L’entaille du pouce, le bleu à la cheville, les auréoles de la brûlure, nous les portions déjà en nous, nous le savions, comme des plaies latentes qui attendaient de s’actualiser. Des plaies minimes, bien sûr, qui, sans doute, ne laisseraient que peu de traces, que nous aurions pu éviter. Mais nous avions le pressentiment qu’elles étaient, en quelque sorte, inéluctables, qu’elles devaient advenir, qu’elles faisaient partie de notre propre règle du jeu. Nous n’avons pas cherché à les éviter, souhaitant même qu’elles adviennent, à la façon d’un courant d’air, d’un tourbillon dans l’eau, quelque chose sans importance, que nous feignions d’ignorer, mais dont nous savions que les légères variations s’infiltreraient dans les replis de la mémoire, toujours prêts à resurgir, à sortir de l’ombre. Nous étions alors semblables à un animal tapi au creux de la terre, un lézard peut-être, en attente du réchauffement de l’air, d’un signal pour vivre au plein jour, faire palpiter notre gorge an contact des pierres tièdes, absorber la lumière par tous les ocelles de notre corps, nous débarrasser de notre ancienne peau, commencer enfin la métamorphose. La peau réelle, nous la laissions derrière nous, comme une guenille embarrassante porteuse de traces, de plaies, de sutures. Nous savions cependant qu’elle deviendrait bientôt peau imaginaire, qu’elle serait notre double, notre ombre portée sur les choses, qu’elle ferait écho à nos actes, modulerait nos gestes, influerait sur nos pensées.

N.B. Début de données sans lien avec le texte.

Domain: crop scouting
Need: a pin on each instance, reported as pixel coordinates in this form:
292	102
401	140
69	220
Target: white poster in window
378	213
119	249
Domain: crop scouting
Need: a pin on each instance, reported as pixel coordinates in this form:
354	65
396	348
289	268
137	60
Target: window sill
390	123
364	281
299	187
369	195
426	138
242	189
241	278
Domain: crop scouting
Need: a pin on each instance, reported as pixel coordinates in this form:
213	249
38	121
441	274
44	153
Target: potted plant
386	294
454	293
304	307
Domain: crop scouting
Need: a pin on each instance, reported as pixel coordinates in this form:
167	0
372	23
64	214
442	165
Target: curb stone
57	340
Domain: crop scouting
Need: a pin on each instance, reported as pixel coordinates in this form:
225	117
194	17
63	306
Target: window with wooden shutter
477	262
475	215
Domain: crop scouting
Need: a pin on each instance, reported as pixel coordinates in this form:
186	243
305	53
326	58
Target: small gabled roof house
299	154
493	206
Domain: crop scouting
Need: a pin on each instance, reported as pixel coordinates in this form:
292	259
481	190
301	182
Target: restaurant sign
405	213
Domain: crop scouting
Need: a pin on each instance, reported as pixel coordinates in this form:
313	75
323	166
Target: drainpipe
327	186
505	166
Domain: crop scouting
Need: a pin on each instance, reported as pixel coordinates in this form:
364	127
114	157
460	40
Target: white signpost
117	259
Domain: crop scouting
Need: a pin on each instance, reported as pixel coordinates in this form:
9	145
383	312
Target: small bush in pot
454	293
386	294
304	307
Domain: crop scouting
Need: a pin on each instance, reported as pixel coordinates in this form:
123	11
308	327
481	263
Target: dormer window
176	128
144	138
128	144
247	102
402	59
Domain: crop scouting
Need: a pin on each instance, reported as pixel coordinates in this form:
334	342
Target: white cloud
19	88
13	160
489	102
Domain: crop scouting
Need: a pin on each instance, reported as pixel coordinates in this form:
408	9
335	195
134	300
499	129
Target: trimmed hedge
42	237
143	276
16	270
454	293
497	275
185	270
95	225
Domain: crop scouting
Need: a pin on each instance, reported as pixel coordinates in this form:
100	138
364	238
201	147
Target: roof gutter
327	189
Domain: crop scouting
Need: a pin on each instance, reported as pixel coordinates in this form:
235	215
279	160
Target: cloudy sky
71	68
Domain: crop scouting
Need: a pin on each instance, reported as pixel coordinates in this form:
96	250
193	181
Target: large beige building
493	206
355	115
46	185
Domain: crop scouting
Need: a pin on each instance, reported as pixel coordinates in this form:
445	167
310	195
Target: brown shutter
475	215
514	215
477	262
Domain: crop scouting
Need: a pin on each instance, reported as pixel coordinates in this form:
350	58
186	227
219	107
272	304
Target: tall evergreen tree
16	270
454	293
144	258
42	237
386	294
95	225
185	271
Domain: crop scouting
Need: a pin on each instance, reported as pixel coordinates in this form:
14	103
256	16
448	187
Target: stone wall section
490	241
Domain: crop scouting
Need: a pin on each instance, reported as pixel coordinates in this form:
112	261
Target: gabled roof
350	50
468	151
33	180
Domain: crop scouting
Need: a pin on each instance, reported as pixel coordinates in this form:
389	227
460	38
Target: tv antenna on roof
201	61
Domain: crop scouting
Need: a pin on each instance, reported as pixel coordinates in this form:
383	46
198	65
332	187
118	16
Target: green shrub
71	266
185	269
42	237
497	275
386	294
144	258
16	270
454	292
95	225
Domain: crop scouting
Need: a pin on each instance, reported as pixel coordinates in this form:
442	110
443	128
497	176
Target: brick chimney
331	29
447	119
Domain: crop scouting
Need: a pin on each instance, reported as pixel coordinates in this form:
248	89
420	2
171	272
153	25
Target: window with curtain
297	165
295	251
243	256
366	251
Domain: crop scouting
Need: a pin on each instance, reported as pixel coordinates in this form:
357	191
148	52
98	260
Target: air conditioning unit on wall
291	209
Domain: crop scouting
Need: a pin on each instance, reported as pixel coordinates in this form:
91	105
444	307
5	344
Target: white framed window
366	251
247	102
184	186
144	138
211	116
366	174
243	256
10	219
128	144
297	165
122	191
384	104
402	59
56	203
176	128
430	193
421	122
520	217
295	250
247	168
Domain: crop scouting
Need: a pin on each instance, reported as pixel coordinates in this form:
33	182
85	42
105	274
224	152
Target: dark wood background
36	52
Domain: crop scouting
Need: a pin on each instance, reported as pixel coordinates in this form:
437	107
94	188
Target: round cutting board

C’est dans cette sorte de vague pressentiment de l’avenir immédiat, dans un genre d’attitude reptilienne préparatoire à sa propre mue, à son dépouillement, que je décidai, par ce bel après-midi de printemps, de rejoindre « Terre Blanche », ma maison d’enfance, à Beaulieu-la-Leyre. Ma mère y vivait, en compagnie d’Adeline, sa confidente, la gardienne du logis, en charge du ménage et de la cuisine, - qu’elle confectionnait toujours avec beaucoup d’attention - , s’occupant également des menus travaux, surtout d’intérieur, affichant peu d’inclinations pour les activités à l’extérieur, notamment pour le jardinage.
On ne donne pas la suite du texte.